In addition, given its use of the company's flagship database for collaboration services, Collaboration Suite 2 offers custom workflow support across Oracle Files. The product ships, for example, with pre-built approval workflows, a differentiator from other collaboration offerings on the market, company executives say.

Like the first release, the upgrade allows users to use the Microsoft Outlook client to the collaboration services. It offers a new flashback recovery that allows Outlook users to recover deleted messages without an administrator. It also features enhanced resource scheduling and a standard-based SyncML server for Oracle Calendar that supports mobile devices.

The upgrade also offers directory enhancements for Oracle Voicemail, plus integration that allows users to configure their voice mail through Outlook.

The Oracle Collaboration Suite was first announced in July of last year and shipped in September 2002. Version 1 featured e-mail, voice-mail, calendar, files and search capabilities. The addition of Oracle Web Conferencing and other collaboration services in release 2 will allow developers and end users to conduct realtime meetings and team work from within their familiar desktop and enterprise applications, executives said.

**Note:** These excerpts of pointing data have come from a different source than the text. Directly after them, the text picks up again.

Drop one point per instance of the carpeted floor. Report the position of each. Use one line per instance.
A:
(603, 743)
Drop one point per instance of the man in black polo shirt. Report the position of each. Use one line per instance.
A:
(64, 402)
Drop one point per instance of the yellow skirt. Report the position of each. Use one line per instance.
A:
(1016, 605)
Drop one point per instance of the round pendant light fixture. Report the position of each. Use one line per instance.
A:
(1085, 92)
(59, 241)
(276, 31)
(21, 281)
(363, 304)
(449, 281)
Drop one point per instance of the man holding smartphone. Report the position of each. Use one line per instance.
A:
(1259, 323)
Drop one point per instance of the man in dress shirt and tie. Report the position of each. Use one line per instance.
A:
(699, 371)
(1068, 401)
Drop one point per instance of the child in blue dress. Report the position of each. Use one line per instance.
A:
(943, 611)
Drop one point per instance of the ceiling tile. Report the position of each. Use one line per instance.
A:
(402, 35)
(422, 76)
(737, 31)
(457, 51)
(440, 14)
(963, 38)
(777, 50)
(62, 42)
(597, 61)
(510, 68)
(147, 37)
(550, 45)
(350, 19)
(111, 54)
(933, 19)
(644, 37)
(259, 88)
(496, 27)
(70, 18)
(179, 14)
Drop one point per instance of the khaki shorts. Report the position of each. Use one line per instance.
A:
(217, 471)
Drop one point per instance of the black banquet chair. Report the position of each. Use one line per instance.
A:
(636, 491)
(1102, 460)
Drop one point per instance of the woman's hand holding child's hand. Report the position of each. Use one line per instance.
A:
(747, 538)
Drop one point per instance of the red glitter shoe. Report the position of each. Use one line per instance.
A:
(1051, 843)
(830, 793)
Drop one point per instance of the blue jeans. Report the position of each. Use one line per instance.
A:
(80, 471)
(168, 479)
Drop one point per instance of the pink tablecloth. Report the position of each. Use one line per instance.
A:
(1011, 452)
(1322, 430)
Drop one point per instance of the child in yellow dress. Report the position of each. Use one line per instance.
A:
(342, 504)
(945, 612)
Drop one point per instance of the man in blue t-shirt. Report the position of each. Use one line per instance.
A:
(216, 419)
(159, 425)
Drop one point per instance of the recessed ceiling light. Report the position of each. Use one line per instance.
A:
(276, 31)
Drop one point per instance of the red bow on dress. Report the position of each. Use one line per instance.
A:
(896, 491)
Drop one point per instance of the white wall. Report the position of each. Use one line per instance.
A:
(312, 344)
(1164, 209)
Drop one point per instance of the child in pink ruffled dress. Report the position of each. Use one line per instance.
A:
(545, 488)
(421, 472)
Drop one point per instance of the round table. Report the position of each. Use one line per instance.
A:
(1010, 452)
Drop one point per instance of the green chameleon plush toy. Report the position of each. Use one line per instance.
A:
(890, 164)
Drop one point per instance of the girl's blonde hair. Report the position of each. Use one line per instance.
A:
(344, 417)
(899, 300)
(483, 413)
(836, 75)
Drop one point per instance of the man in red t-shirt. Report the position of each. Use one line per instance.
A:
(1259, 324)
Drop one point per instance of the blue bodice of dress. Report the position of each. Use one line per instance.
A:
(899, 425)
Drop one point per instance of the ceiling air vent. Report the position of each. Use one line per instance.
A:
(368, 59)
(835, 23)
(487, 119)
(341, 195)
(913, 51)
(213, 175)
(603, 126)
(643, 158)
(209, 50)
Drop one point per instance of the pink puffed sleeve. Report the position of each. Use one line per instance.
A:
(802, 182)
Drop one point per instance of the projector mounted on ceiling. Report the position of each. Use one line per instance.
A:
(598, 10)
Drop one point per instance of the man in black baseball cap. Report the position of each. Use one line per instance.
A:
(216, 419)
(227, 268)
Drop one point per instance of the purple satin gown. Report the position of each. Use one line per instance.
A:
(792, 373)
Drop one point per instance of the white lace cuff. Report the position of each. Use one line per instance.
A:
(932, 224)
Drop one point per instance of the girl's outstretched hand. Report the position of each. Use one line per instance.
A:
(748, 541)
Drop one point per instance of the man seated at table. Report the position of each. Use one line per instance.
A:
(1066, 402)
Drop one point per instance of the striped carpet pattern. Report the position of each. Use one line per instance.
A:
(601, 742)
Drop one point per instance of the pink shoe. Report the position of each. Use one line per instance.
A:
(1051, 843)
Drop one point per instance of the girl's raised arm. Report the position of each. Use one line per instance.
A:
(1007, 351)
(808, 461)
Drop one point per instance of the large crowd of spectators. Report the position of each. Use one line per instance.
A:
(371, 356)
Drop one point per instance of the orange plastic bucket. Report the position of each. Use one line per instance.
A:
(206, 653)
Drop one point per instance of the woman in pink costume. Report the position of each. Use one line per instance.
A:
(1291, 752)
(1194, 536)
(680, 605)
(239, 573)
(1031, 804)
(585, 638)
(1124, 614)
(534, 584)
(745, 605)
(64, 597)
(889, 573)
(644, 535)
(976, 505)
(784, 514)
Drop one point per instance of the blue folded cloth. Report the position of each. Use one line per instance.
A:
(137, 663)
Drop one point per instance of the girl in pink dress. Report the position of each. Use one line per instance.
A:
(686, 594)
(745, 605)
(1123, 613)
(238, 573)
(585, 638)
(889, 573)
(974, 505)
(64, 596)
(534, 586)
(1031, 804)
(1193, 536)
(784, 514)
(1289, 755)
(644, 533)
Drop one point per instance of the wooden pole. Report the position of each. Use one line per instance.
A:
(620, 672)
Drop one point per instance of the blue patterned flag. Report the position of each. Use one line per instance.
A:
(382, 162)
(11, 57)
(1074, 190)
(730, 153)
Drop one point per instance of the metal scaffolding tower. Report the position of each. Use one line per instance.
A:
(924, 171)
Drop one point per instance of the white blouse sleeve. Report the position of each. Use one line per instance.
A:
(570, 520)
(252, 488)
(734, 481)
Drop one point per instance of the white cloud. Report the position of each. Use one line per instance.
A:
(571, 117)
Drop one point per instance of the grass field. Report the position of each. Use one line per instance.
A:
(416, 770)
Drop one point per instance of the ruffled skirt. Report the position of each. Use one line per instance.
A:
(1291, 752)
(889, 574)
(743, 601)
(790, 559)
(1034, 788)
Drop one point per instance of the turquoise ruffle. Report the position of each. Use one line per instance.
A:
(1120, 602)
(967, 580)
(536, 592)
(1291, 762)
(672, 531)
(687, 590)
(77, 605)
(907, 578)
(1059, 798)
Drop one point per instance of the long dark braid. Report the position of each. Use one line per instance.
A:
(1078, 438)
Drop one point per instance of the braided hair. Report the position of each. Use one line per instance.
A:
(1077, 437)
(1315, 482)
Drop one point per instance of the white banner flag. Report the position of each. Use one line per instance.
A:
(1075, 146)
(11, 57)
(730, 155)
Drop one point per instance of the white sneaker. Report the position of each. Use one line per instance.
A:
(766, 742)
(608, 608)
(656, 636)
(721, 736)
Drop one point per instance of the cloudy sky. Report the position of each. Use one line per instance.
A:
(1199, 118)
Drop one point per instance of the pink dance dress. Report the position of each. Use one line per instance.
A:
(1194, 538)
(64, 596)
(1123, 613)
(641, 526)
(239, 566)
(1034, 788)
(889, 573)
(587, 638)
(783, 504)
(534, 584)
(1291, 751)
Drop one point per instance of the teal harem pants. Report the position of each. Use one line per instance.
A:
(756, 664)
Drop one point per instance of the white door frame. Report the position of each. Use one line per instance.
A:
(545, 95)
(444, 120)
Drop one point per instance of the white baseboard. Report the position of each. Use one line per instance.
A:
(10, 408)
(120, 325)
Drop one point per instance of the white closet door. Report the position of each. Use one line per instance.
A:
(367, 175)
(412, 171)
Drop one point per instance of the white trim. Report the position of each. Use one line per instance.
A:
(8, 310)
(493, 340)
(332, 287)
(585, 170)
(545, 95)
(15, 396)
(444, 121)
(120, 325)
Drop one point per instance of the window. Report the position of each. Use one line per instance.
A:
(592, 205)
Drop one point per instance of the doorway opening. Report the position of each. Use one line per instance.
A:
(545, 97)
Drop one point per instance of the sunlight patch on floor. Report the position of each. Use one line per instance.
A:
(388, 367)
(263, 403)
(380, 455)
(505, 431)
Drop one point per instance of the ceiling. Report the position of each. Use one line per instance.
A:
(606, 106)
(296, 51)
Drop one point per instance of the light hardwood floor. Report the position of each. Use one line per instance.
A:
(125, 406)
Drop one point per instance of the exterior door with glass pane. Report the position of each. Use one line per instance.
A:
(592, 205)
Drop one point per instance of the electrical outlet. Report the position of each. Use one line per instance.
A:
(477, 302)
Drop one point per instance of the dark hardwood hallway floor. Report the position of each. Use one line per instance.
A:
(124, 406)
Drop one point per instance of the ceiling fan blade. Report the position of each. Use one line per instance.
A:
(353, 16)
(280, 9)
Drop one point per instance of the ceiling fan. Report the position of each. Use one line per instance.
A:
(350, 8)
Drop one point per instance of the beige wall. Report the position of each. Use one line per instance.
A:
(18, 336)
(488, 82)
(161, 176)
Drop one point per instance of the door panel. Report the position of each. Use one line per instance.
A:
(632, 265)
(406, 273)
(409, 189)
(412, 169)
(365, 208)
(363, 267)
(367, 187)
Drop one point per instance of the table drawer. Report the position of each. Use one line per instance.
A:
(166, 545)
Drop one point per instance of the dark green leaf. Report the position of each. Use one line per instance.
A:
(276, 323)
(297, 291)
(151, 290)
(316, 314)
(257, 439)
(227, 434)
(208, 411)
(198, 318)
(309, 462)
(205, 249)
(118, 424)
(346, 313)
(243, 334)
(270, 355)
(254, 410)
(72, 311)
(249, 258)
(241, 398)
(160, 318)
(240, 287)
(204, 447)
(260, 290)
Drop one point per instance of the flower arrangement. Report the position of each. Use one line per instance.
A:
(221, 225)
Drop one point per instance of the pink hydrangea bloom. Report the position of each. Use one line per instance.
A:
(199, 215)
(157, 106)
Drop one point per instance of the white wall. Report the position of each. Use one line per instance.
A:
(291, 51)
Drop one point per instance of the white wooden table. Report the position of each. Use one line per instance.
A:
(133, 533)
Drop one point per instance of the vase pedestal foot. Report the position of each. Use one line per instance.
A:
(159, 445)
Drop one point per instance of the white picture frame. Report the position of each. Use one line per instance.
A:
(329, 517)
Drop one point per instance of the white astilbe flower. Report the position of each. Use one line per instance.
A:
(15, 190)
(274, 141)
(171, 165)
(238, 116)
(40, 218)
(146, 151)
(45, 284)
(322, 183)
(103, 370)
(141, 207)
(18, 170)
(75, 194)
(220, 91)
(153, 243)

While competitive offerings from Microsoft and Lotus incorporate IM and presence awareness today, Oracle's collaboration suite offers unique advantages such as perpetual, low cost-per-user pricing and use of a common relational database for storage--efforts Lotus and Microsoft are trying to duplicate, Kapoor said. IBM is re-engineering its collaboration services to run on DB2 as well as Notes NFS, and Microsoft plans a common Yukon storage repository for all of its file, e-mail, collaboration and Web services.

Oracle charges a onetime named user fee of $60 for the entire suite, or $15 for an annual license per user. Pricing includes the Collaboration Suite but only limited run-time licenses for Oracle 9i database and Oracle 9i Application Server.

Oracle also offers a la carte pricing for the Web conferencing feature. For instance, users can license this feature separately for $45 per named user. And the Web conference license is only required for the initiator of the Oracle Web Conferencing, not for each participant, company executives said. Users can also license the e-mail and calendaring separately for $45 per named user.

Oracle claims to have 500 paying customers for its collaboration suite, many of whom are existing Oracle database users.

One systems integrator acknowledges that Microsoft and Lotus are leaders in the asynchronous e-mail communications market, but said he believes Oracle has a fighting chance in the fragmented realtime collaboration space because of the database scalability, pricing and integration benefits.

"It's a tough battle, but those in the market, especially large enterprises, that think Oracle are more likely to consider it," said Norm Weisinger, vice president at BearingPoint, a systems integrator in Mclean, Va. "Microsoft is trying to scale their database products, but Oracle's argument is that they have it now. Oracle is also a player in the web conferencing market and is trying to get customers to buy products from a single vendor and reduce the risk elements of integration."